SOCIAL media may mark a revolution in the collection of health data but early patient-driven research has raised a raft of new ethical dilemmas according to experts.
The methodological limitations of this type of research have been raised in an article published in PLoS Medicine, with the authors expressing concern that these limitations were often not fully disclosed to research participants. (1)
They authors wrote that online health communities such as PatientsLikeMe, and genome testing companies such as 23andMe and the Personal Genome Project made strong claims regarding the benefits of research to encourage individuals to part with personal health details.
Yet research relying on the collection of self-reported data by self-selected participants had known methodological limitations including selection bias, information bias and confounding, they wrote.
Transparency regarding the benefits of research using solicited personal data was especially important given the data were often sold to third parties such as pharmaceutical and insurance companies.
“We worry that overstating the conclusions that can be drawn from these resources may impinge on individual autonomy and informed consent”, the authors wrote.
Professor Colin Thomson, an academic leader in law and ethics from the Graduate School of Medicine, University of Wollongong, NSW, said patient-driven research would only gain credibility if its scientific design and ethical dimensions were subjected to independent review.
However, he said it was more likely that these types of websites would become recruitment mechanism for well designed projects like clinical trials.
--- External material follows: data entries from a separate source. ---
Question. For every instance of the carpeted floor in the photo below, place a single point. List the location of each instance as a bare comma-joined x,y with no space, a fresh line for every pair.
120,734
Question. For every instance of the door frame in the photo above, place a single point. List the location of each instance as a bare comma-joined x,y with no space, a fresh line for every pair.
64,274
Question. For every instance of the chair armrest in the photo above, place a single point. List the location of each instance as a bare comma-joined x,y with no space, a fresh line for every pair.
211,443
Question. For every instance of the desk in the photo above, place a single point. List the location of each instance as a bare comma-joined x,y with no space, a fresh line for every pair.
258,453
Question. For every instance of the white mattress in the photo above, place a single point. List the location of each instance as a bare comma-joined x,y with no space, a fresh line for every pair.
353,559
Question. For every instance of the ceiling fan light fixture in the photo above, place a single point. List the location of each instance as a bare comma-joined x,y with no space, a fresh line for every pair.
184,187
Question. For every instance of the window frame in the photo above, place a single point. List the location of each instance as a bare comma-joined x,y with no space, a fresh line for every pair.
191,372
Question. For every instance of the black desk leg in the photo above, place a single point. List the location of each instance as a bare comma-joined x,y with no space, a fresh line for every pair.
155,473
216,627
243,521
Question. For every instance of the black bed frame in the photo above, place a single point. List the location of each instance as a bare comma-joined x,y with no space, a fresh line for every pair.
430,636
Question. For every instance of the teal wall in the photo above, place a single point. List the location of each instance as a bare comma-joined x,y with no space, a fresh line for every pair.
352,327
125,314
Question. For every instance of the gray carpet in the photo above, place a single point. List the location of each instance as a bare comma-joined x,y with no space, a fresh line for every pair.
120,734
Professor Enrico Coiera, director of the Centre for Health Informatics at the Australian Institute of Health Innovation, said another problem with this type of research included de-identification of data.
“It’s … not hard to take anonymous data and work out who it belongs to, especially if [research participants] live in a small town and have a rare disease or use an uncommon medication. There are proper ways to de-identify data but not all organisations are doing this”, he said.
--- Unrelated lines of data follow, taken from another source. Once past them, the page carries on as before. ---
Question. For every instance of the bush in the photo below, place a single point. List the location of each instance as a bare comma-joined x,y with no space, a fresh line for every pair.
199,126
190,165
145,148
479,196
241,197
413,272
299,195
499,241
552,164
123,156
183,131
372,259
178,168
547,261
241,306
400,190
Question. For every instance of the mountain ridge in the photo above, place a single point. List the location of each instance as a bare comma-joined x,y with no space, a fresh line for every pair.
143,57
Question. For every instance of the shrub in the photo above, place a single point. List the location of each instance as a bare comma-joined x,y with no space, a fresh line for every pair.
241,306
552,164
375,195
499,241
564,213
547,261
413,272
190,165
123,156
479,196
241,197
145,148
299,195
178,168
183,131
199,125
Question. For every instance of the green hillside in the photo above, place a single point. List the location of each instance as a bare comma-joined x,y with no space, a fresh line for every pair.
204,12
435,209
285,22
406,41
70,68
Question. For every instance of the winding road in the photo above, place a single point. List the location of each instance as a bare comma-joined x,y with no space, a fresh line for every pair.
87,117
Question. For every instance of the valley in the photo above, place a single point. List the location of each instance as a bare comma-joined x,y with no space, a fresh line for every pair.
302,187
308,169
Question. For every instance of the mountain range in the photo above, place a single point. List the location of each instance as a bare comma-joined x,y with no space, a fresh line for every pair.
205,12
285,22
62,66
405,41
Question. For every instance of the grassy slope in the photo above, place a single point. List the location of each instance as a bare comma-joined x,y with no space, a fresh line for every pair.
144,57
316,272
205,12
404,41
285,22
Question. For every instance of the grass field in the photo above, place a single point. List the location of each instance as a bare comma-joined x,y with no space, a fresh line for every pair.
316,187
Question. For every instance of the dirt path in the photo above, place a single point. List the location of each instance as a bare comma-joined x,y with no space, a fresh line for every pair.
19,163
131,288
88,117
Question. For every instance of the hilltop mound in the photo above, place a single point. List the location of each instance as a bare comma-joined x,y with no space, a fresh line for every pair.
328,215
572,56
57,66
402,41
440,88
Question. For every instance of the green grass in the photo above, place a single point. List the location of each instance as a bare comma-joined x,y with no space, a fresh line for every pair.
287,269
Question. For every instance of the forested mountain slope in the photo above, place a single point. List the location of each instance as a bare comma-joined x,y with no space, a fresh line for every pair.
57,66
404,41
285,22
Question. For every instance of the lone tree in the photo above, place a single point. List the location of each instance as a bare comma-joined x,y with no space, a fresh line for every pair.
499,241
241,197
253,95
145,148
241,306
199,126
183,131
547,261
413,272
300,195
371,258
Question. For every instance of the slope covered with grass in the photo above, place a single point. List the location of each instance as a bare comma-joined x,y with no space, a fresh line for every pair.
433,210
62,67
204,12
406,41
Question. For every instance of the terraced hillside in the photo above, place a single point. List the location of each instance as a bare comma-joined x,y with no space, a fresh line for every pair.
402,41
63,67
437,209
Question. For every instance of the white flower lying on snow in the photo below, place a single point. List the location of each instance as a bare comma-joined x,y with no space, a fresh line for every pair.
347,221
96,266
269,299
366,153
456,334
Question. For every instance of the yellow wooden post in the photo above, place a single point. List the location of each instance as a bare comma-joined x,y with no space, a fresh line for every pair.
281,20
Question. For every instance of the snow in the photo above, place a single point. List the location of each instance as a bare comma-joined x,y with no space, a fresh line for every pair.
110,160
Professor Coiera said that ultimately the collection of data online would transform modern medicine.
“The hope is that one day every patient will be in a clinical trial and that their experience will contribute to research”, he said. “This is real personalised medicine and I think it will be transformational, but that’s not say it hasn’t got its problems or that it will be easy.”
The PLoS Medicine article authors described how online initiatives could speed up scientific research by facilitating the recruitment of participants, which had particular relevance for rare diseases such as amyotrophic lateral sclerosis and Parkinson disease.
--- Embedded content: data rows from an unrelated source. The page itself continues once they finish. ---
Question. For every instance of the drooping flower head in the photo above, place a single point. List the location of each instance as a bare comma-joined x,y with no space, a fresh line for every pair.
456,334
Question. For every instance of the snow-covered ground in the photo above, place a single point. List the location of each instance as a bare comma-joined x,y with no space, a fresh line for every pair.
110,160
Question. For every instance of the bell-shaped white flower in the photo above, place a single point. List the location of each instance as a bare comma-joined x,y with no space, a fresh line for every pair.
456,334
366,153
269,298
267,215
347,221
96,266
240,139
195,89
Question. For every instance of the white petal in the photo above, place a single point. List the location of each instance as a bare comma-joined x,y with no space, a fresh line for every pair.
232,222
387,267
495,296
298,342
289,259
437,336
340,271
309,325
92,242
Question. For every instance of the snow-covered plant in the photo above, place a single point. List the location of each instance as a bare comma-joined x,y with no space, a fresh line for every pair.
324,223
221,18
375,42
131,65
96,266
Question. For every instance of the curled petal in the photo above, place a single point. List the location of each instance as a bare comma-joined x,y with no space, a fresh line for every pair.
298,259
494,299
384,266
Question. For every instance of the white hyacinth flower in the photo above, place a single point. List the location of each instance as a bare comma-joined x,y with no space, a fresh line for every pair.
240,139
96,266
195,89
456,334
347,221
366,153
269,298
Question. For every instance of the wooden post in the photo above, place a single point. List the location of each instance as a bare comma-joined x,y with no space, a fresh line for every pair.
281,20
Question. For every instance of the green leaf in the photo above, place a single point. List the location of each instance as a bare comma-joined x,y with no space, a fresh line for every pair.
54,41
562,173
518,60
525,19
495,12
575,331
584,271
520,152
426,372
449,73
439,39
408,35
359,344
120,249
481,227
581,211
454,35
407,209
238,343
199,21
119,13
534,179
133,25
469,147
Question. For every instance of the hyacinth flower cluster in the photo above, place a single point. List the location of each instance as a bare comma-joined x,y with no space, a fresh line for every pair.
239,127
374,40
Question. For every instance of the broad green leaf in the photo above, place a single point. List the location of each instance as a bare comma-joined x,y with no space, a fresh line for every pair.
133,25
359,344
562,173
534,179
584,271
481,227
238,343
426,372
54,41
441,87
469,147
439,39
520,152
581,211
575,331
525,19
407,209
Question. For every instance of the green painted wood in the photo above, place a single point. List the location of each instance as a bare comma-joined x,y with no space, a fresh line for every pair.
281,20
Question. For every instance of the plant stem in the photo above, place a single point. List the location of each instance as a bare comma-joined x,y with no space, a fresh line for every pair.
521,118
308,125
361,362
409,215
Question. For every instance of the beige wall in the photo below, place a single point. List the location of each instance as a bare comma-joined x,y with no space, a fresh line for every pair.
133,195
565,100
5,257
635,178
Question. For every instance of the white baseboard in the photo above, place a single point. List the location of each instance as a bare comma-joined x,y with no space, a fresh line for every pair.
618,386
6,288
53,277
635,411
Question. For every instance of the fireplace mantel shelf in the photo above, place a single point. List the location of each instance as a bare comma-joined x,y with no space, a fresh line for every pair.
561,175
PatientsLikeMe includes a trial search tool linked to ClinicalTrials.gov that allows patients to see which trials are recruiting.
The authors wrote that these sites, with their rich data collections and online opportunities for fast data updates, could quickly put new topics on the scientific agenda and question published observational studies and trials.
For instance, they said within a week of the high-profile publication of a putative genetic predictor of longevity, 23andMe showed it did not replicate in their data. The authors of the longevity study then re-examined their study protocol and data analysis, and retracted their initial publication.